Autonomous Mobile Robots (AMRs) are the next evolution of AGVs designed to be more independent than AGVs. AMRs can optimize their paths and processes on the factory floor, react to unexpected situations, and navigate around obstacles. To coordinate factory activities and avoid collisions between AMRs, AGVs, and people, a system which can pinpoint the location of every robot in real-time must be in place.
Simultaneous Localization and Mapping (SLAM) is one such enabling technology. It allows a device to map its environment while positioning itself in it.

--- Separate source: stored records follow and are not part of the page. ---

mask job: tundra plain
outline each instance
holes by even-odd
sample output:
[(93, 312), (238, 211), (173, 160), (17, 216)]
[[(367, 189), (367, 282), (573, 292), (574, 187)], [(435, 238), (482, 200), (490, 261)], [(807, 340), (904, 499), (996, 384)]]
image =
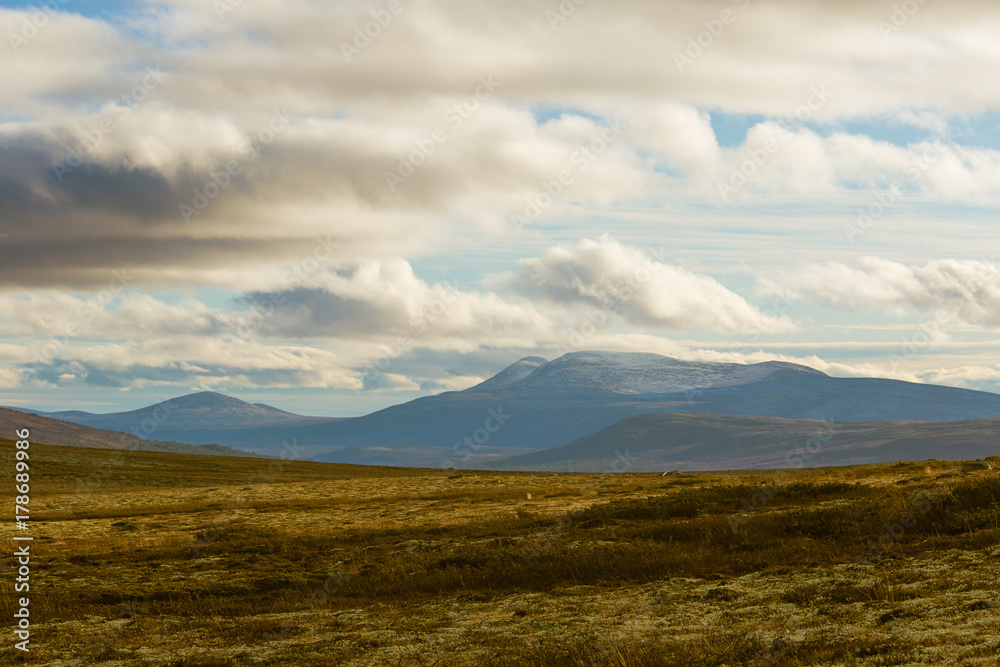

SLAM will enable the transition from AGVs to AMRs in industrial applications.
“In these first years of the Industry 4.0, few factories will have a Real-Time Location System (RTLS) established, making it essential that AMRs can dynamically map their immediate environment using SLAM,” explains Andrew Zignani, principal analyst for Location Technologies at ABI Research. “Still, factories which already have a RTLS system deployed can use RTLS and SLAM together to provide valuable IoT data to a digital platform that can be used to optimize processes and make factories even leaner, thereby driving much faster ROI.”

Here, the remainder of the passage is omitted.